Cell C, South Africa’s third largest mobile operator by subscribers, has announced that its revenues for the twelve months ended 31 December 2010 increased 5% year-on-year, to ZAR10.2 billion (USD1.4 billion) on the back of strong customer growth. Service revenues for the period increased 4% to ZAR9.3 billion, whilst earnings before interest, tax, depreciation and amortisation (EBITDA) remained unchanged at ZAR1.4 billion, largely due to costs relating to increased infrastructure and re-branding activities. However, nine years after its launch, the cellco has yet to record its first net profit; no figures on operating or net losses were provided.

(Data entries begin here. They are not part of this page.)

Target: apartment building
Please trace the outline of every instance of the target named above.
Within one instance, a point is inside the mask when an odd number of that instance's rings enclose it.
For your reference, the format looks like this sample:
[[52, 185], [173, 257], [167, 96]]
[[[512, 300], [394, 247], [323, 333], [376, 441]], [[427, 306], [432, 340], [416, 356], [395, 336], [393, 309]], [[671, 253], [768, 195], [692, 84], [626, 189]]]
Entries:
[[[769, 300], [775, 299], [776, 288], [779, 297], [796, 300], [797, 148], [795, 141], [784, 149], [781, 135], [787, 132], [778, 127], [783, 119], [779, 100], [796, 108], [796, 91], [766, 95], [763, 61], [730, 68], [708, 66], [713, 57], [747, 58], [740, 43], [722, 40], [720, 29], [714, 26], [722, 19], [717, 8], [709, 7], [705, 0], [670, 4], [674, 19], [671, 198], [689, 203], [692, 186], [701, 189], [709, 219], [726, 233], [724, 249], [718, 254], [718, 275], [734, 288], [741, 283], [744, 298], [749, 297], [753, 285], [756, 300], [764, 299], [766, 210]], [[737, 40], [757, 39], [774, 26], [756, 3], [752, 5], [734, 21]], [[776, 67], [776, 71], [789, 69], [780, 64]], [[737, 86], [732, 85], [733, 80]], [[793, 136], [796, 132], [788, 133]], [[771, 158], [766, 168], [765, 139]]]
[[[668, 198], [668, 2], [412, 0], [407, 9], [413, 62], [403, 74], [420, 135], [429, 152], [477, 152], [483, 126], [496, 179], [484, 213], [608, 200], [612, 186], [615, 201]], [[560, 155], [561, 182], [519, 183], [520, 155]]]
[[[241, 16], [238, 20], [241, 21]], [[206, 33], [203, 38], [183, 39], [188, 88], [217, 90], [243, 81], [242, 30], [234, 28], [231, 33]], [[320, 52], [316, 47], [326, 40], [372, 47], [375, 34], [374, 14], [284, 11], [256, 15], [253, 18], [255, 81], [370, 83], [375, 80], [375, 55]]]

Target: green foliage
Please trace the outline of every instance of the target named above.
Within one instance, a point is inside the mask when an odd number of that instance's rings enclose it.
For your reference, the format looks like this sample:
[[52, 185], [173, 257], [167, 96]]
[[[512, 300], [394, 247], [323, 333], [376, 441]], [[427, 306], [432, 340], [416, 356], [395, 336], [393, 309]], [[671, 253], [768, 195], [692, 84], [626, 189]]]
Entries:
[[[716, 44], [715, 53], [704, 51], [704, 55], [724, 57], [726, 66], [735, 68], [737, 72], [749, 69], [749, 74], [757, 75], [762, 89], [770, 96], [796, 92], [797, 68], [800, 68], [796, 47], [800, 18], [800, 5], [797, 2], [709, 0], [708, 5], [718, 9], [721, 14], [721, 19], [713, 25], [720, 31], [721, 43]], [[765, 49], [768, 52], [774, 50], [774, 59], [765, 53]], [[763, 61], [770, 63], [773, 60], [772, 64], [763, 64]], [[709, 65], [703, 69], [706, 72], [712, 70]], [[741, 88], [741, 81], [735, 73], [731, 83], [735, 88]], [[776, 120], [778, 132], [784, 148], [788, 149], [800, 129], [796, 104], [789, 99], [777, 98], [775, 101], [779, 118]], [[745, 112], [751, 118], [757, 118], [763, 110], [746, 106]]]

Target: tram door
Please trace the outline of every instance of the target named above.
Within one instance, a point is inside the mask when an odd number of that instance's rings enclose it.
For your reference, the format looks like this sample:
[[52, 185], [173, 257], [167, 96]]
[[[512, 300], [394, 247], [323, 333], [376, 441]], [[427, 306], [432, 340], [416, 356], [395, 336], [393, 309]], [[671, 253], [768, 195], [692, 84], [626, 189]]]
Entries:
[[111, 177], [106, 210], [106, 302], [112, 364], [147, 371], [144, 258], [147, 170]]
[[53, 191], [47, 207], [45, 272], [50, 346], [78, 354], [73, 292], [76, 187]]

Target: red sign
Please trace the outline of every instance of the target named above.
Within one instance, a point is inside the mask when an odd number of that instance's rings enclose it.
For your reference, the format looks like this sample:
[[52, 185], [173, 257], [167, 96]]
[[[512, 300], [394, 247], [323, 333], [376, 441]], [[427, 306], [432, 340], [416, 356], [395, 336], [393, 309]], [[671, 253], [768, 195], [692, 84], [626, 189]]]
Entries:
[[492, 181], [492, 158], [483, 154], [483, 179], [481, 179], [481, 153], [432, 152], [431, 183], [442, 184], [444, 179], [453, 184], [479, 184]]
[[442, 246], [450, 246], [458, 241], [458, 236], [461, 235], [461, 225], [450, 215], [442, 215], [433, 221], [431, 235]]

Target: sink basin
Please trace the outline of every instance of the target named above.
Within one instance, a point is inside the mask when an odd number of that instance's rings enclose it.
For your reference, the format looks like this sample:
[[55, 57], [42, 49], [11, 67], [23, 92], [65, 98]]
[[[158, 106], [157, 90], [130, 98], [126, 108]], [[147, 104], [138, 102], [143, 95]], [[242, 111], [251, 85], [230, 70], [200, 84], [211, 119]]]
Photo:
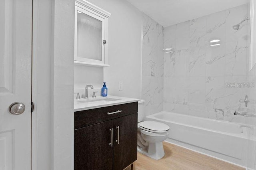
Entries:
[[85, 100], [81, 101], [77, 101], [78, 103], [90, 103], [95, 102], [97, 101], [103, 101], [105, 102], [109, 102], [112, 101], [116, 101], [120, 100], [120, 99], [112, 98], [102, 98], [102, 99], [85, 99]]

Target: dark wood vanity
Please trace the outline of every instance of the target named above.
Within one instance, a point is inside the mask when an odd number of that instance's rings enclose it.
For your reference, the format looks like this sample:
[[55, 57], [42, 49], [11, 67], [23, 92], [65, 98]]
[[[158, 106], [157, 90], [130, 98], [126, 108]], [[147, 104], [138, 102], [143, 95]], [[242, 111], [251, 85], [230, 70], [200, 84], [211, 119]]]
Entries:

In operational terms Cell C increased its customer base by 12% year-on-year, reaching 8.2 million customers by end-December 2010. Pre-paid growth proved particularly significant for the company, with pay-as-you-go subscribers growing 17% year-on-year. Further, customer churn decreased by 14% y-o-y. Meanwhile, blended average revenue per user (ARPU) rose 6% to ZAR99 a month. After launching its HSPA+ network in August 2010, Cell C saw its total data subscriber base reach 120,000 by end-June 2011. The cellco’s HSPA+ network now covers 15 major cities and their surrounding areas, giving the operator population coverage of approximately 63%. In the next twelve weeks, Cell C expects to extend its 3.5G network to a number of additional municipalities, including: Paarl, Wellington and Kroonstad.
Announcing the results, non-executive chairman and acting CEO, Simon Duffy, commented: ‘As the board, we are pleased with the performance and progress that Cell C has made over the last year. We are half way through the revitalisation programme. We will continue to drive it forward and to keep Cell C top-of-mind for customers. The board remains committed to the transformation strategy put in place last year’.